Yesterday Garbage put out their favorite songs playlist on MOG. I wanted to check it out. When I connected some sort of flash player started loading. Then it stopped and told me to use a "modern browser", such as Firefox or Chrome. I have Opera, which is 99 % similar in showing webpages like these two mentioned (in fact, Opera and Firefox have more in common than these two supported by MOG).
I loaded up my RockMelt, which is a browser based on Chromium core. The player loaded, but only to tell me that I can't view MOG outside US.
I tried Pandora. It's the same. Only they apologize and promise to "set things right" as soon as possible. Instead of insulting you and the browser you use, like MOG does.
Today Diablo Swing Orchestra uploaded their new single exclusively to Spotify. Guess what? US only.
I'll tell you who hurts the music industry the most. Who is responsible for most of intellectual property infringement. It's the copyright holders.
There is NO legal way for me to get the DSO single.
And there's NO way at all for me to see the Garbage playlist. I could find new groups and buy their albums.
With the great number of quality artists and music nowadays the classic market model - record stores and CDs is unsustainable. The price could never be brought down enough to make money. Quite the opposite, price would rise whereas the sales would fall down.
You can see that in CZ. There is no online way to get the albums, which results in monopoly of record stores, pretty much of one record store chain. The albums are, and now I am not kidding at all, up to 10 TIMES AS EXPENSIVE AS IN GB OR US.
I could buy albums from US or pretty much anywhere and get it shipped overseas. The shipping price would be far higher than the price of the album itself, but it would still be a lot cheaper than buying it here.
I support online services such as the aforementioned music ones - Spotify or Pandora and as well the movie services, such as netflix. I see the future of digital media there. The expenses are far lesser and the margin of the companies behind it is way smaller, which means cheaper and more money for artists.
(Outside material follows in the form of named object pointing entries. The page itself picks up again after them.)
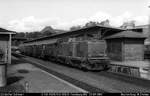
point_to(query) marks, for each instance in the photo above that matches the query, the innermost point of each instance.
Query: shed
(5, 53)
(126, 46)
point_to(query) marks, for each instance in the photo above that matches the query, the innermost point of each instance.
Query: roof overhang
(106, 29)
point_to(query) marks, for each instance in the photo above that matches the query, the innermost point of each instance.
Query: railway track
(71, 80)
(113, 82)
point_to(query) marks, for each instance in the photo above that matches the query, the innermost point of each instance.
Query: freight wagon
(84, 48)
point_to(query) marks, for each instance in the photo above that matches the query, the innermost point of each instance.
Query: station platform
(36, 80)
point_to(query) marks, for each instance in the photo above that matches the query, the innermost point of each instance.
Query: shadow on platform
(14, 79)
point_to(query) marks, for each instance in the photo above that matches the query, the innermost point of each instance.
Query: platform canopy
(104, 29)
(126, 34)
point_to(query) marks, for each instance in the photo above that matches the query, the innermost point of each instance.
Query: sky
(34, 15)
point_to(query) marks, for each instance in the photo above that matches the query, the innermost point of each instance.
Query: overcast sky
(32, 15)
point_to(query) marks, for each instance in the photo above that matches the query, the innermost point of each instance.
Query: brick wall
(114, 50)
(134, 50)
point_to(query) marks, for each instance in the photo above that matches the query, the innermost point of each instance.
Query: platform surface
(37, 80)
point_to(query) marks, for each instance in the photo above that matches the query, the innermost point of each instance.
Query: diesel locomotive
(83, 48)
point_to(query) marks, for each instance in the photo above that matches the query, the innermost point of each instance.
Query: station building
(5, 53)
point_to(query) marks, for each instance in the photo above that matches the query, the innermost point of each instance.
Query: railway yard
(83, 81)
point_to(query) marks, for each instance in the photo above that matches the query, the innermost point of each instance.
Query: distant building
(16, 41)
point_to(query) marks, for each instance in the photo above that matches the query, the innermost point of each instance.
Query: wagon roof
(109, 29)
(5, 31)
(126, 34)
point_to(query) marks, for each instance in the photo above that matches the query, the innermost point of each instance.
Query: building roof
(5, 31)
(83, 30)
(126, 34)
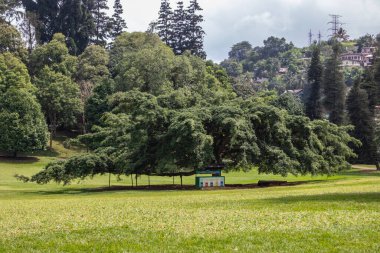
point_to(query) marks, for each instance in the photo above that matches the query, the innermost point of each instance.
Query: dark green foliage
(240, 51)
(103, 24)
(54, 55)
(195, 30)
(59, 98)
(118, 23)
(362, 118)
(77, 167)
(13, 74)
(71, 17)
(11, 41)
(174, 114)
(274, 46)
(97, 104)
(371, 86)
(22, 125)
(179, 30)
(334, 88)
(291, 103)
(314, 108)
(165, 23)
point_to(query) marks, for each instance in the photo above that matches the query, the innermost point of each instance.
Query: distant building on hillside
(363, 59)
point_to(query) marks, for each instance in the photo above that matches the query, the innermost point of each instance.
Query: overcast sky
(230, 21)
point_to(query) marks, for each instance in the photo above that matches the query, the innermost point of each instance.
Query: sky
(228, 22)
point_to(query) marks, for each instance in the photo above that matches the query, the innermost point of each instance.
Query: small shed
(215, 180)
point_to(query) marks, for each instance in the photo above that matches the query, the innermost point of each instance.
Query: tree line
(142, 108)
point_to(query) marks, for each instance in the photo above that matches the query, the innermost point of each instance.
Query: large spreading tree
(160, 119)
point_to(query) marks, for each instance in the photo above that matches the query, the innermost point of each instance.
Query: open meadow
(322, 214)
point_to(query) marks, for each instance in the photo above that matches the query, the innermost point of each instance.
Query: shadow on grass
(157, 188)
(22, 159)
(360, 197)
(361, 173)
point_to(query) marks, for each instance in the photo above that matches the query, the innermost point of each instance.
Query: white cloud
(228, 22)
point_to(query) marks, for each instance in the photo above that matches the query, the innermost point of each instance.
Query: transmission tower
(310, 38)
(335, 24)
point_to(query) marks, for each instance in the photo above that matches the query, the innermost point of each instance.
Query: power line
(335, 24)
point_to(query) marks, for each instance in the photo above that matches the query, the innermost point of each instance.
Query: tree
(11, 41)
(165, 24)
(92, 69)
(13, 74)
(334, 88)
(103, 24)
(362, 118)
(180, 33)
(240, 51)
(141, 137)
(55, 55)
(195, 30)
(274, 46)
(70, 17)
(314, 108)
(22, 125)
(59, 98)
(118, 23)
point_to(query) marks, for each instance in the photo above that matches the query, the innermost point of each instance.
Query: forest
(151, 103)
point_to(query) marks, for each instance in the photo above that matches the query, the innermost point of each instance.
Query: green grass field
(324, 214)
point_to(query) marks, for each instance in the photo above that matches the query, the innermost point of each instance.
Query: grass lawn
(325, 214)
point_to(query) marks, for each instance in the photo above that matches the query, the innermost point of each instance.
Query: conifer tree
(118, 23)
(361, 117)
(314, 102)
(195, 30)
(334, 87)
(164, 25)
(180, 33)
(372, 88)
(102, 22)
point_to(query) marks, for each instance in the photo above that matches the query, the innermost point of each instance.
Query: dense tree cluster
(81, 22)
(164, 114)
(147, 106)
(181, 29)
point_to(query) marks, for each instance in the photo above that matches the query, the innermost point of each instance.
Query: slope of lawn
(325, 214)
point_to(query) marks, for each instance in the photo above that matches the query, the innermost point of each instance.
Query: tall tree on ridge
(165, 24)
(180, 33)
(118, 23)
(362, 118)
(314, 108)
(70, 17)
(102, 22)
(334, 87)
(195, 30)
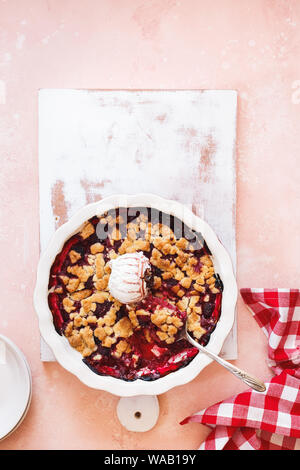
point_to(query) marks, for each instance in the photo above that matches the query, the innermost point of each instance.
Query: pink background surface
(252, 46)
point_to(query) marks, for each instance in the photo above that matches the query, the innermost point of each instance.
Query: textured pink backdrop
(252, 46)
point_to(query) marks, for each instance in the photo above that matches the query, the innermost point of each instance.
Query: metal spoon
(240, 374)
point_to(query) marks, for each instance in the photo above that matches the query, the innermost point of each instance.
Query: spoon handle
(239, 373)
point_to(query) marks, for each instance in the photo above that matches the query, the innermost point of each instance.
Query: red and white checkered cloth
(270, 420)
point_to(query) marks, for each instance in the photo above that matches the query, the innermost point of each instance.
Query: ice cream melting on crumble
(127, 282)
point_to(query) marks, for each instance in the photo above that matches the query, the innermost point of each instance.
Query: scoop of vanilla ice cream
(126, 282)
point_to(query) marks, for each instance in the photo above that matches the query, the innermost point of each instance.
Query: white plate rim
(22, 358)
(70, 359)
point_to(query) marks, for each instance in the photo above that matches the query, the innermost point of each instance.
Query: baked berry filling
(140, 340)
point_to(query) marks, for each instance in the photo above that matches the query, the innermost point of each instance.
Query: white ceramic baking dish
(71, 359)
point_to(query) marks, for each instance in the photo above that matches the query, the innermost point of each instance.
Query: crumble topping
(107, 333)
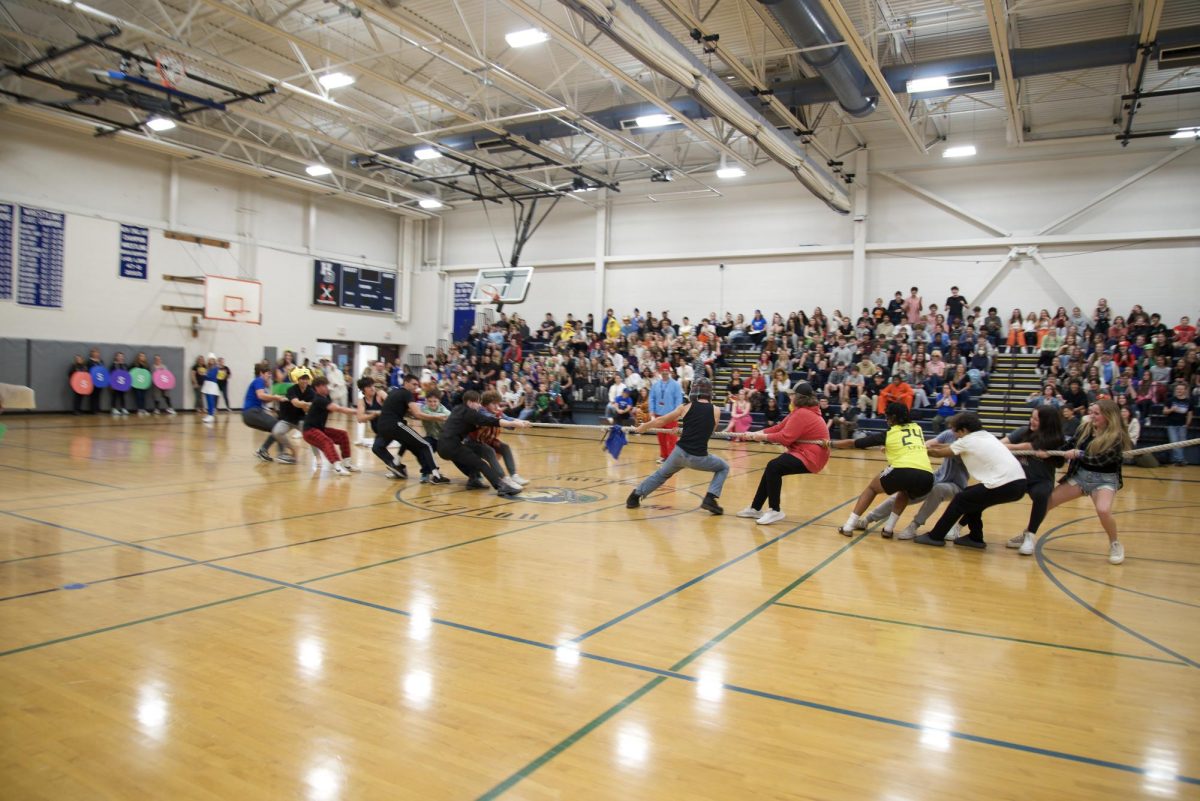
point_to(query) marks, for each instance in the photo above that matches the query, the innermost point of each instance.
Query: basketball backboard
(237, 300)
(510, 283)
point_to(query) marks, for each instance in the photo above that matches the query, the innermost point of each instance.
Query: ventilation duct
(809, 26)
(641, 35)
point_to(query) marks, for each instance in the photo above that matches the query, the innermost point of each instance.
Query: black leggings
(969, 505)
(771, 483)
(409, 440)
(1039, 493)
(468, 457)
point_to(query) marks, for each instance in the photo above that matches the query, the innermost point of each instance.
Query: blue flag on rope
(613, 441)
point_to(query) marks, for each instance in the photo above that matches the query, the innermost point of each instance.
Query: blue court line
(660, 675)
(1115, 586)
(983, 634)
(1042, 564)
(53, 475)
(700, 578)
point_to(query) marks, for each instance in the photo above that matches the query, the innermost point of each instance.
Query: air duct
(808, 25)
(641, 35)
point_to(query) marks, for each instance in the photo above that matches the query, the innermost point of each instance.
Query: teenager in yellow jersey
(909, 473)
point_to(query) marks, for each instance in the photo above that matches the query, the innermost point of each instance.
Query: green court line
(600, 720)
(135, 622)
(985, 636)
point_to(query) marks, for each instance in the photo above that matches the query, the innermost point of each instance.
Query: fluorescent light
(160, 124)
(958, 152)
(335, 79)
(928, 84)
(653, 120)
(526, 37)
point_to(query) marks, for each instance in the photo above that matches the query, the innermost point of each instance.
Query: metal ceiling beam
(997, 25)
(863, 53)
(567, 40)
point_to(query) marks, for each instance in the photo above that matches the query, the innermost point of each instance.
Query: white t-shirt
(988, 462)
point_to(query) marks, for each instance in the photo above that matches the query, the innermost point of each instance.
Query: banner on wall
(463, 312)
(6, 251)
(135, 253)
(40, 258)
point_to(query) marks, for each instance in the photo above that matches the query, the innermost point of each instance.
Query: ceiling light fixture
(928, 84)
(335, 79)
(653, 120)
(959, 152)
(527, 37)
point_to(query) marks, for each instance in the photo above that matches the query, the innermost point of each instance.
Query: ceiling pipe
(809, 26)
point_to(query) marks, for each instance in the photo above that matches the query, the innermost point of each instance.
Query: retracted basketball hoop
(171, 68)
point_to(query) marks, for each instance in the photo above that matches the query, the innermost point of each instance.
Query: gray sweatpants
(681, 459)
(936, 497)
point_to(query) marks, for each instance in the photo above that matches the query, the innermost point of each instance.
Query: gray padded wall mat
(15, 362)
(51, 360)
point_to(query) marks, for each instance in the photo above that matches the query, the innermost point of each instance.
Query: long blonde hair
(1114, 434)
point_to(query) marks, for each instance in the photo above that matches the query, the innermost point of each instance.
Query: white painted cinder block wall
(666, 254)
(101, 184)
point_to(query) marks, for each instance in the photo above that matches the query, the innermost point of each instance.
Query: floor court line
(706, 574)
(982, 634)
(1115, 586)
(1049, 573)
(659, 674)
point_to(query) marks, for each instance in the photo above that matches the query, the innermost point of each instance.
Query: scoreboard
(345, 285)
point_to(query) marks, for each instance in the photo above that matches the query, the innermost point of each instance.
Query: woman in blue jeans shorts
(1179, 419)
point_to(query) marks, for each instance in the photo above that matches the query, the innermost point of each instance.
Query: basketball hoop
(171, 68)
(491, 290)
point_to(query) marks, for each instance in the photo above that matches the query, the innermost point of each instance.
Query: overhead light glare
(935, 84)
(653, 120)
(959, 152)
(527, 37)
(335, 79)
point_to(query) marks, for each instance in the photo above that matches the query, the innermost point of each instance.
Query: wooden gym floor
(179, 620)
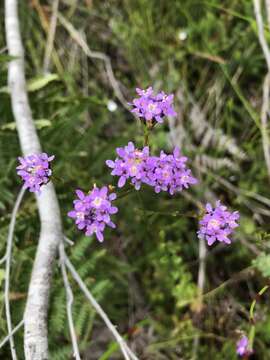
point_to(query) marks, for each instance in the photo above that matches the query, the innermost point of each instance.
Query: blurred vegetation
(145, 274)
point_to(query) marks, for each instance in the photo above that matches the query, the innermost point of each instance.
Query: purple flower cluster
(35, 171)
(151, 107)
(217, 224)
(163, 172)
(242, 347)
(92, 211)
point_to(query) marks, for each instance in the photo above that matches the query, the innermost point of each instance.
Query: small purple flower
(217, 224)
(35, 171)
(153, 108)
(163, 173)
(92, 212)
(131, 164)
(242, 347)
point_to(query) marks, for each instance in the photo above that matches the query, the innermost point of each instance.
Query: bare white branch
(69, 294)
(15, 329)
(35, 316)
(7, 271)
(126, 351)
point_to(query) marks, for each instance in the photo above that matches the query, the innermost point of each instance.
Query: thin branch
(69, 293)
(50, 38)
(266, 84)
(267, 6)
(7, 338)
(36, 311)
(77, 36)
(7, 272)
(264, 115)
(128, 354)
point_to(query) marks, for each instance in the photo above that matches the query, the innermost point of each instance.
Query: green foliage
(145, 273)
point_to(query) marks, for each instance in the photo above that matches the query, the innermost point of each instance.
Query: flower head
(153, 108)
(217, 224)
(35, 170)
(131, 164)
(92, 211)
(163, 173)
(242, 347)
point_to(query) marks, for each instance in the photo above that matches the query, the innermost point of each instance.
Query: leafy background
(145, 274)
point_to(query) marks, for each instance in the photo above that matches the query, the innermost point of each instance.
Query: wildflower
(92, 211)
(35, 171)
(111, 106)
(153, 108)
(169, 173)
(130, 164)
(242, 347)
(182, 35)
(164, 172)
(217, 224)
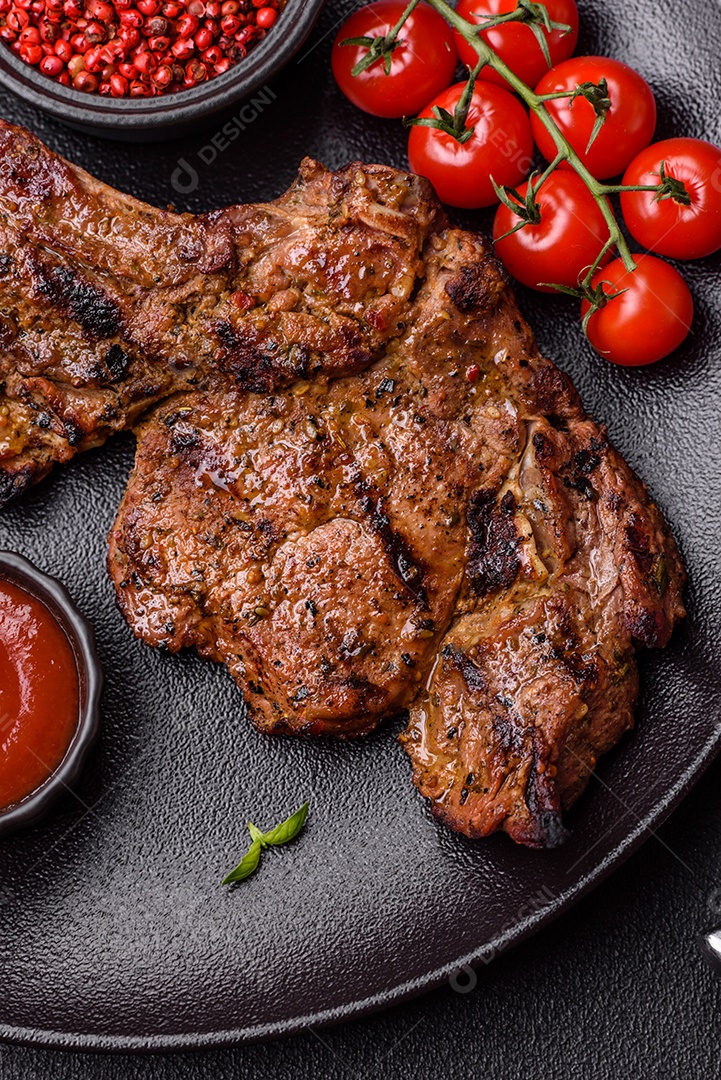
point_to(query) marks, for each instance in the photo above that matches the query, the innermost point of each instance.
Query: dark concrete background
(617, 987)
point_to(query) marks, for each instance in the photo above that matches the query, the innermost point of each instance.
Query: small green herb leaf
(256, 835)
(246, 866)
(288, 829)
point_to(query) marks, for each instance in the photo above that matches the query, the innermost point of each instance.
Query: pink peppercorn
(136, 48)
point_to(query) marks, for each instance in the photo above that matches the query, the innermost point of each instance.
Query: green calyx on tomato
(528, 37)
(593, 119)
(390, 58)
(497, 152)
(680, 216)
(560, 237)
(650, 314)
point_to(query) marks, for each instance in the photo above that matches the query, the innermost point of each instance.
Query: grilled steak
(108, 305)
(405, 536)
(364, 488)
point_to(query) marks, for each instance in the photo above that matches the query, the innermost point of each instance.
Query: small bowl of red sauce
(50, 688)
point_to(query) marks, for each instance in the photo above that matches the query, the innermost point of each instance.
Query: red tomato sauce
(39, 693)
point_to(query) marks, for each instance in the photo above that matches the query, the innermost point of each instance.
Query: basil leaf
(256, 835)
(246, 866)
(288, 829)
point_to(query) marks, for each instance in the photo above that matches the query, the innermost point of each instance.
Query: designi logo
(186, 177)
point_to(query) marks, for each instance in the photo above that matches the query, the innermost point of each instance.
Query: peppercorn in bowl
(146, 69)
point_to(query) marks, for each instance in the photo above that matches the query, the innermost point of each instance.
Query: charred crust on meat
(470, 672)
(14, 484)
(254, 368)
(96, 312)
(405, 565)
(118, 362)
(476, 287)
(73, 432)
(543, 446)
(493, 559)
(541, 795)
(552, 389)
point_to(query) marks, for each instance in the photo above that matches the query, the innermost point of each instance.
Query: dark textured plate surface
(113, 930)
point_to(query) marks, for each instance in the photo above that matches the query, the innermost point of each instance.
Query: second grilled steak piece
(446, 529)
(108, 305)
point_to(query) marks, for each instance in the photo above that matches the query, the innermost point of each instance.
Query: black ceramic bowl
(79, 632)
(169, 116)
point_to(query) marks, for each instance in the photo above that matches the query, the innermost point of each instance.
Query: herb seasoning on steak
(357, 482)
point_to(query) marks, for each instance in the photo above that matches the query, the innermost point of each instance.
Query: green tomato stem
(535, 104)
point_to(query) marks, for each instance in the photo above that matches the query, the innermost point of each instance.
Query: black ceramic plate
(114, 932)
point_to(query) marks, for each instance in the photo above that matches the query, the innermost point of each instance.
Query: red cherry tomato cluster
(630, 316)
(127, 49)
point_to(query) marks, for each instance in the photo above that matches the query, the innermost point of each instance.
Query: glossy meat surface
(406, 537)
(108, 305)
(357, 483)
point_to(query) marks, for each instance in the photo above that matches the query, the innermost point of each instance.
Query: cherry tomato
(422, 63)
(629, 123)
(650, 320)
(565, 243)
(501, 146)
(516, 43)
(666, 225)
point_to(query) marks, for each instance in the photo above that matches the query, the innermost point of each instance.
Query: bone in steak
(327, 502)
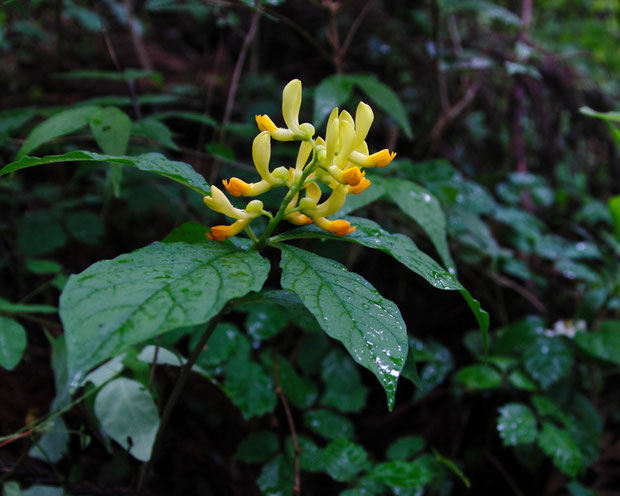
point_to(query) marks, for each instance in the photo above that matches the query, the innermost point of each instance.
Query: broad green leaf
(402, 248)
(40, 266)
(12, 342)
(614, 210)
(128, 415)
(399, 473)
(479, 377)
(516, 424)
(343, 385)
(134, 297)
(603, 343)
(189, 116)
(547, 360)
(328, 424)
(111, 128)
(349, 309)
(155, 130)
(332, 92)
(561, 447)
(8, 307)
(404, 448)
(85, 227)
(302, 392)
(343, 460)
(258, 447)
(384, 97)
(266, 320)
(277, 478)
(53, 444)
(249, 387)
(424, 209)
(59, 124)
(148, 162)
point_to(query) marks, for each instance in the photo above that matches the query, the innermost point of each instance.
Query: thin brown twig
(353, 29)
(291, 423)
I am worried, though, that re-writing all the copyright deals or even laws will take a long time. Since this situation is still quite convenient for the record stores owners, we're gonna have to go through a crisis to escape this model.
Expect the high numbers of piracy even rise.
That is, of course, if the service providers based mostly in US won't step up. Which I don't expect to happen anytime in close future, since they have enough troubles now gaining a higher percentage of music/movie sales in US. When there's no room to expand there, they'll move onto smaller markets, such as the European markets are.